Model Architecture (U-Net)

This model is based on the standard U-Net architecture:

  • Encoder: 4 down-sampling blocks, each containing two 3x3 ReLU convolutions followed by one 2x2 max pooling. Channel count increases from 32 to 512.
  • Bottleneck: Two 3x3 ReLU convolutions with 512 channels.
  • Decoder: 4 up-sampling blocks, each containing one 2x2 transpose convolution, concatenation with the corresponding encoder feature map (Skip Connection), and two 3x3 ReLU convolutions. Channel count decreases from 256 to 32.
  • Output Layer: A 1x1 convolution maps channels to NUM_CLASSES=2, followed by softmax activation for pixel-wise probabilities, and finally a linear activation to ensure float32 output compatible with mixed precision.
  • Parameter Count: Approximately 7.76 million.
  • Network

Experimental Results and Evaluation

  • Training Performance: On an NVIDIA RTX 30 series GPU with mixed precision enabled, using the adjusted resolution (352x640) and Batch Size (8), each training epoch takes approximately 70-80 seconds.
  • Evaluation Metrics (on CDSet test set, after 5 epochs):
    • Loss: Training and validation loss decreased steadily.
    • Pixel Accuracy: Reached nearly 0.98 on the validation set.
    • Mean Intersection over Union (MeanIoU): Validation MeanIoU reached around 0.62 (this is a key metric for evaluating segmentation quality).
  • Visualization Results:
    • The model performs well on clear, unobstructed zebra crossings.
    • Performance may degrade under complex conditions like varying illumination, shadows, partial occlusions, road wear, etc., potentially leading to less precise segmentation boundaries or missed/false detections.
    • Model Accuracy

Partial Result Visualization
result
result
result
result
result


中文

U-Net 实现斑马线语义分割 (zebra_crossing-with-U-net)

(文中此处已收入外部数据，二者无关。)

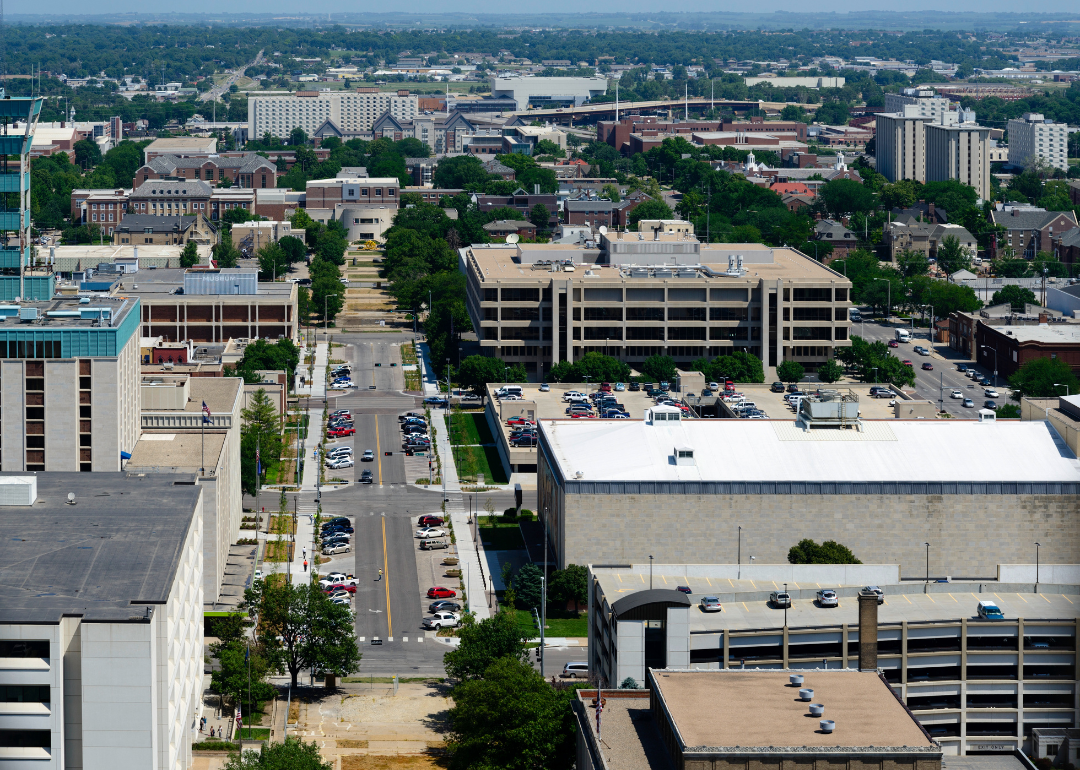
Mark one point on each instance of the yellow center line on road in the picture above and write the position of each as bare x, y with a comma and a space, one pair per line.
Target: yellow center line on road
386, 579
378, 448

本项目使用 TensorFlow 和 Keras 实现了一个基于 U-Net 架构的语义分割模型,用于从车载摄像头采集的道路场景图像中自动提取斑马线区域。

项目概述

本项目旨在:

  1. 实现经典的 U-Net 模型用于图像语义分割任务。
  2. 在 CDSet 数据集上训练模型以识别斑马线。
  3. 提供数据预处理、模型训练、对新图像进行批量预测以及结果可视化的完整流程代码。
  4. 探索包括混合精度训练在内的性能优化策略。

特点

  • 基于 TensorFlow/Keras 的 U-Net 模型实现。
  • 包含将 CDSet 的 YOLO 格式标签转换为 PNG 掩码的预处理脚本 (process_label.ipynb)
  • 包含可选的图像尺寸调整工具脚本 (process_label.ipynb)。
  • 使用 tf.data 构建高效的数据加载与预处理管道。
  • 支持 GPU 加速和混合精度训练 (需要兼容的硬件和 CUDA 环境)。
  • 提供模型训练和评估脚本 (U_net.ipynb)。
  • 提供对新图像进行批量预测的脚本 (U_net.ipynb 后半部分),可将预测掩码保存为图像文件。
  • 提供可视化脚本 (U_net.ipynb),用于对比原始图像、真实掩码(训练时)和预测结果。

数据集

  • 来源: 选用 2022 年上海交通大学发布的 CDSet (Crosswalk DataSet for Zebra Crossing Detection) 数据集。
  • 内容: 包含 3080 张训练图像和 354 张测试图像,均为车载摄像头采集的道路场景。原始标签为 YOLO txt 格式。
  • 预处理: 本项目提供了 process_label.ipynb 脚本,用于将原始的 YOLO txt 标签转换为训练所需的 PNG 格式单通道灰度掩码图像 (背景像素值为 0, 斑马线像素值为 1)。
  • 分辨率:
    • 标签预处理脚本 (process_label.ipynb, Cell 2) 生成 352x640 分辨率的掩码。
    • 模型训练和预测 (U_net.ipynb) 均在 352x640 分辨率下进行。
  • 下载地址: https://zenodo.org/records/8289874

文件结构说明

zebra_crossing-with-U-net/
├── process_label.ipynb       # 包含:1. 通用图像尺寸调整工具 2. CDSet YOLO标签到PNG掩码的转换脚本
├── U_net.ipynb               # 包含:U-Net模型定义、训练流程、测试集评估、对新图像的批量预测与可视化
├── image/
│   ├── accuracy.png          # 示例:训练曲线 (原文件名: 精度.png)
│   ├── U-net.png             # 示例:U-Net模型结构图
│   ├── 图片1.png             # 示例:结果可视化 1
│   ├── 图片2.png             # 示例:结果可视化 2
│   ├── 图片3.png             # 示例:结果可视化 3
│   ├── 图片4.png             # 示例:结果可视化 4
│   └── 图片5.png             # 示例:结果可视化 5
├── requirements.txt          # 项目依赖库列表
├── unet_crosswalk_model_final.h5 # 训练后保存的模型文件 (示例名称)
└── README.md                 # 本说明文件

# --- 需要用户准备的数据集目录结构 (在仓库外部) ---
<your_base_path>/dataset_YOLO_format_3434/
├── images/
│   ├── train/                # 存放原始训练图像 (*.jpg, *.png)
│   └── test/                 # 存放原始测试图像 (*.jpg, *.png)
├── labels/                   # 存放原始 YOLO 格式标签文件
│   ├── train/                # (*.txt)
│   └── test/                 # (*.txt)
└── masks_crosswalk/          # <--- 运行 process_label.ipynb 后生成
    ├── train/                # 存放预处理后的训练掩码 (*.png, 352x640, 0/1)
    └── test/                 # 存放预处理后的测试掩码 (*.png, 352x640, 0/1)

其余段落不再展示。